Resulullah'ın hadislerini mi arıyorsunuz ?
Türkiye'nin En Geniş Kapsamlı Hadis Sitesi
HZ.MUHAMMED (Sallallahu Aleyhi ve Sellem)
"أَللّٰهُمَّ صَلِّ عَلٰى مُحَمَّدٍ وَعَلٰى اٰلِ مُحَمَّدٍ"

Latest Post

بِسْمِ اللَّهِ الرَّحْمٰنِ الرَّحِيمِ
Rahmân ve Rahîm olan Allah’ın adıyla

 16. Namazı Kaç Rekat Kıldığı Hususunda Şüphelenen Kimsenin Namazını Tamamlaması

254. Yesâr oğlu Atâ, Resûlüllah'ın şöyle dediğini Rivâyet etti:

« Hanginiz namazda —üç mü, dört mü?— kaç rekât kıldığı hususunda şüphelenirse, bir rekât daha kılsın, oturarak selâm vermeden önce iki secde yapsın. Şayet son kıldığı beşinci rekât olursa, sehiv secdesi onu çift (yani altı rekât) yapar. Yok eğer dört rekât olmuş ise, sehiv secdesi (namazda vesvese vermek isteyen) şeytanı çatlatır.»
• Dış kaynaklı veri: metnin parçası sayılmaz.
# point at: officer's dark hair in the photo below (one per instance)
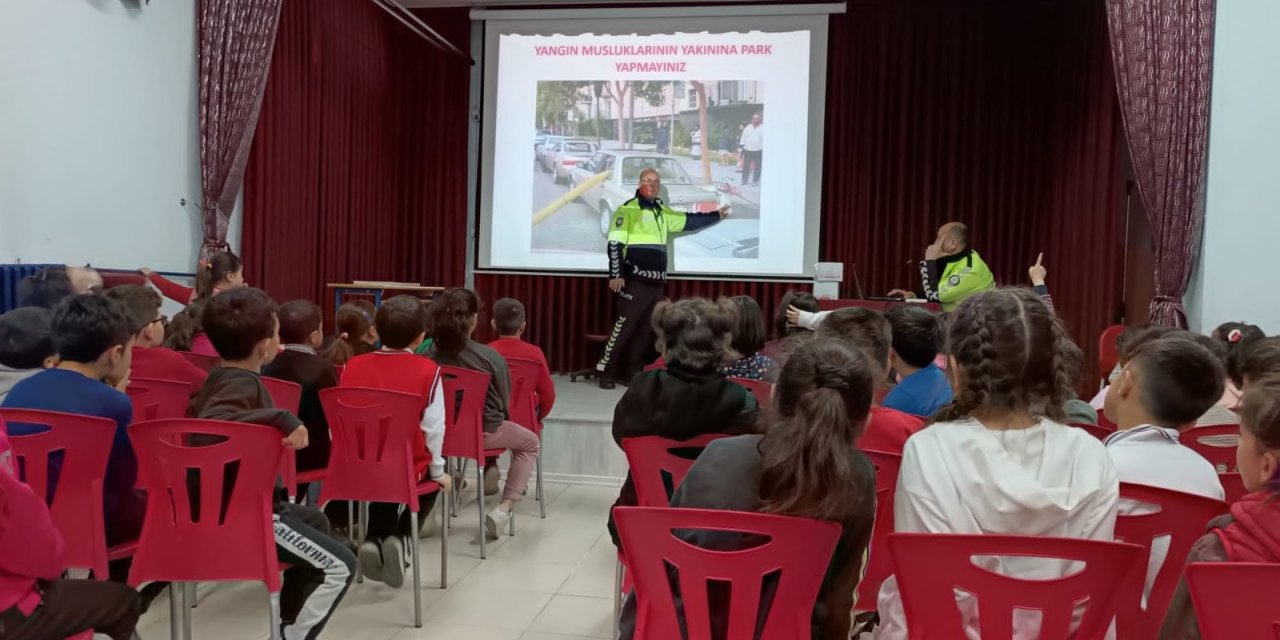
(86, 327)
(508, 316)
(400, 321)
(801, 300)
(1180, 378)
(915, 334)
(45, 288)
(26, 338)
255. Hazret-i Ömer'in oğlu Abdullah derdi ki: Hanginiz namazda kaç rekât kıldığı hususunda şüphelenirse, düşünsün, kanaatinin kuvvetli olduğu şekle göre namazını kılsın. Sonra da oturuyorken iki sehiv secdesi yapsın.
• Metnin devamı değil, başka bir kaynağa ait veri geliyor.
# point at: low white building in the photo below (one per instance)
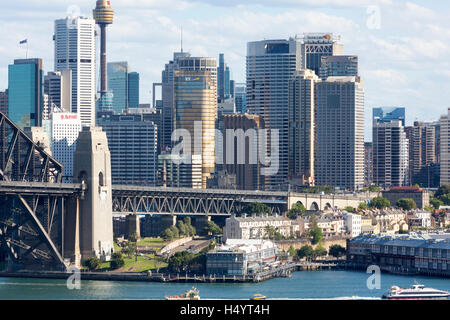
(256, 227)
(352, 223)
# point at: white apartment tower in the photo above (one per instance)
(75, 49)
256. Yesâr oğlu Atâ der ki: Amr b. As'ın oğlu Abdullah'a ve Kâbül-Ahbâr'a namazı üç rekât mı, dört rekât mı kıldığı hususunda şüphelenen kimsenin ne yapması gerektiğini sordum, ikisi de:

« Bir rekât daha kılsın, sonra da oturuyorken iki secde daha yapsın,» dediler.

257. Nâfi’ der ki: Abdullah b. Ömer (radıyallahü anh)'e: «Namazda unutan kimse ne yapmalı? diye sorulduğunda:

« Zihnen araştırsın, kanaatinin kuvvetli olduğu şekle göre namazını kılsın!» diye cevap verdi.

١٦ - باب إِتْمَامِ الْمُصَلِّي مَا ذَكَرَ إِذَا شَكَّ فِي صَلاَتِهِ

٢٥٤ - حَدَّثَنِي يَحْيَى، عَنْ مَالِكٍ، عَنْ زَيْدِ بْنِ أَسْلَمَ، عَنْ عَطَاءِ بْنِ يَسَارٍ، أَنَّ رَسُولَ اللَّهِ صَلَى اللَّهُ عَلَيْهِ وَسَلَم قَالَ، ( إِذَا شَكَّ أَحَدُكُمْ فِي صَلاَتِهِ، فَلَمْ يَدْرِ كَمْ صَلَّى، أَثَلاَثاً أَمْ أَرْبَعاً، فَلْيُصَلِّي رَكْعَةً، وَلْيَسْجُدْ سَجْدَتَيْنِ وَهُوَ جَالِسٌ قَبْلَ التَّسْلِيمِ، فَإِنْ كَانَتِ الرَّكْعَةُ الَّتِي صَلَّى خَامِسَةً، شَفَعَهَا بِهَاتَيْنِ السَّجْدَتَيْنِ، وَإِنْ كَانَتْ رَابِعَةً فَالسَّجْدَتَانِ تَرْغِيمٌ لِلشَّيْطَانِ )(١٥٧).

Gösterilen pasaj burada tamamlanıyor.